A intenção é reduzir situações em que condutores escapam a coimas por falta de identificação do infrator ou por falhas na cooperação entre Estados-Membros.
Lista de infrações vai ser alargada
Uma das principais mudanças passa pelo aumento do número de infrações abrangidas pela legislação. Além das já existentes, passam a estar incluídas situações como a não manutenção da distância de segurança, ultrapassagens perigosas, estacionamento ou paragem perigosos, transposição de uma ou mais linhas longitudinais contínuas, condução em sentido oposto ao estabelecido e desrespeito das regras aplicáveis numa passagem de nível.
Também entram na lista o desrespeito das regras relativas a restrições de acesso dos veículos, a utilização de veículo com excesso de carga, a falta de cedência de passagem a veículos em serviço de emergência ou o desrespeito por corredores de emergência, bem como a fuga do local após acidente ou colisão rodoviária.
Identificação mais rápida e eficaz
Outra das alterações relevantes diz respeito aos mecanismos de identificação dos infratores. Segundo a diretiva, serão clarificados os procedimentos de acesso aos dados de registo dos veículos, permitindo uma resposta mais rápida por parte das autoridades.
Além disso, os Estados-Membros poderão solicitar assistência mútua para garantir que a pessoa visada é identificada e notificada em tempo útil.
Reforço da proteção de dados e direitos dos condutores
A nova legislação inclui também medidas para proteger os direitos dos cidadãos. Estão previstas garantias adicionais para evitar abusos, nomeadamente no papel atribuído a entidades privadas. Até 20 de julho de 2029, os Estados-Membros devem assegurar que as autoridades competentes não conferem poderes a entidades jurídicas privadas ou de gestão privada para realizarem atividades relacionadas com a aplicação da diretiva.
Ao mesmo tempo, reforçam-se os mecanismos de proteção de dados pessoais, assegurando que a informação é utilizada de forma adequada e apenas no contexto das infrações abrangidas.
Conceitos mais claros para evitar dúvidas
A revisão da diretiva introduz ainda novos conceitos e definições para clarificar a aplicação das regras. Entre eles está o conceito de “pessoa visada”, que ajuda a definir responsabilidades no processo de infração. Também são especificadas as funções dos pontos de contacto nacionais e das autoridades competentes.
Quando entram em vigor as novas regras
A legislação europeia já foi formalmente aprovada e entrou em vigor no plano da União Europeia em janeiro de 2025. Ainda assim, os Estados-Membros têm até 20 de julho de 2027 para pôr em vigor as disposições legislativas, regulamentares e administrativas necessárias para cumprir a diretiva.
Isto significa que a aplicação prática das novas regras dependerá da adaptação da legislação nacional em cada país, incluindo Portugal.
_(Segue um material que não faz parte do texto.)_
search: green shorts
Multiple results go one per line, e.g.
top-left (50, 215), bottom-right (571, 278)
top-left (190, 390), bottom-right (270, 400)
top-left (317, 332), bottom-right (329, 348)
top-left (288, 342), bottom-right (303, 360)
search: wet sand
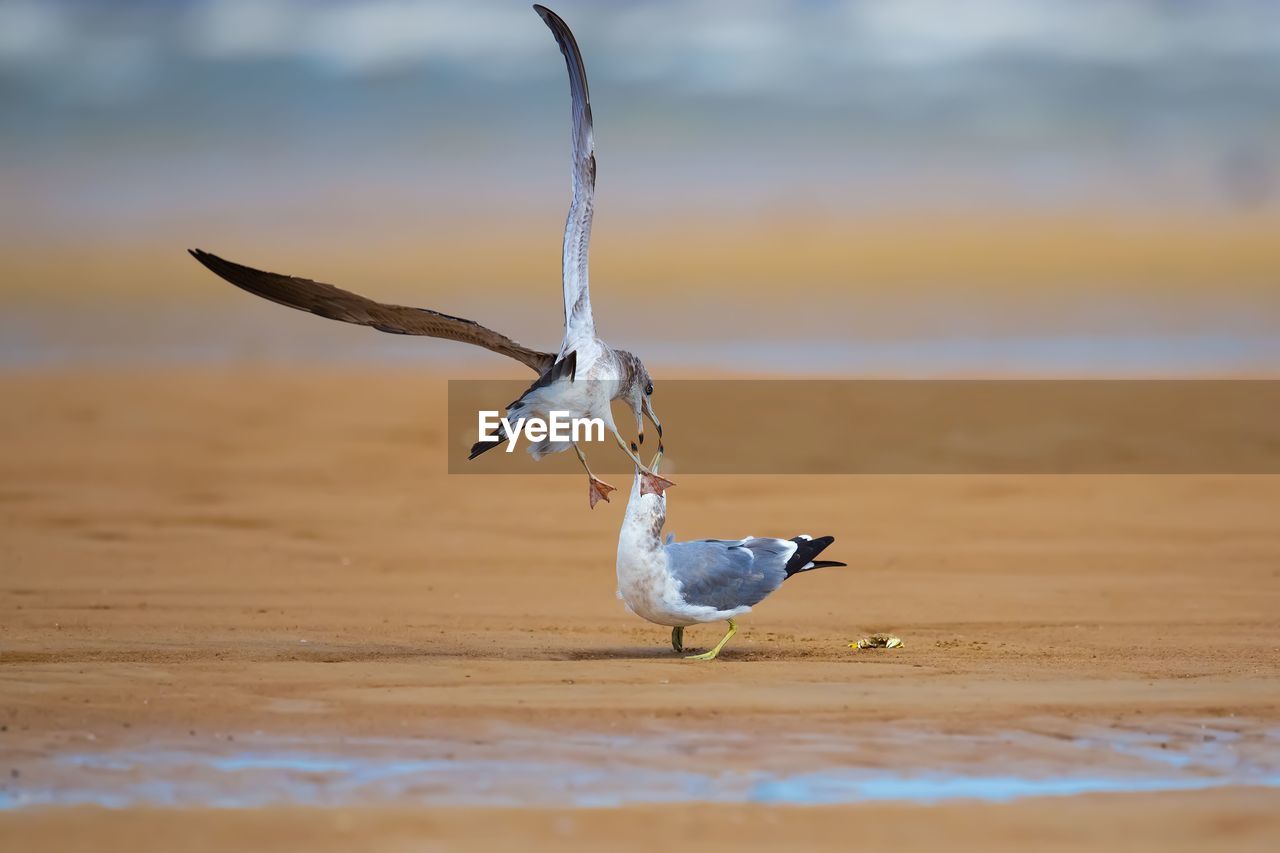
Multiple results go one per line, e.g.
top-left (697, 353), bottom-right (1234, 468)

Parte de um pacote mais amplo para a segurança rodoviária
Esta revisão integra um conjunto mais vasto de medidas apresentadas pela Comissão Europeia em 2023. O pacote incluiu também novas regras relacionadas com cartas de condução e com o reconhecimento de determinadas inibições de conduzir entre países da União Europeia, que entretanto também avançaram no processo legislativo europeu.
Segundo a Comissão Europeia, o objetivo global passa por reduzir a sinistralidade e garantir maior uniformidade na aplicação das regras em toda a União Europeia.
Um sistema mais apertado para os condutores
Com estas mudanças, a margem para ignorar infrações cometidas fora do país de origem deverá diminuir significativamente. A cooperação entre Estados será reforçada, tornando o sistema mais eficaz e uniforme.
No final, os condutores ficarão mais sujeitos a consequências reais pelas suas infrações, mesmo quando estas ocorram noutro Estado-Membro, nos termos previstos na legislação europeia e depois da respetiva transposição nacional.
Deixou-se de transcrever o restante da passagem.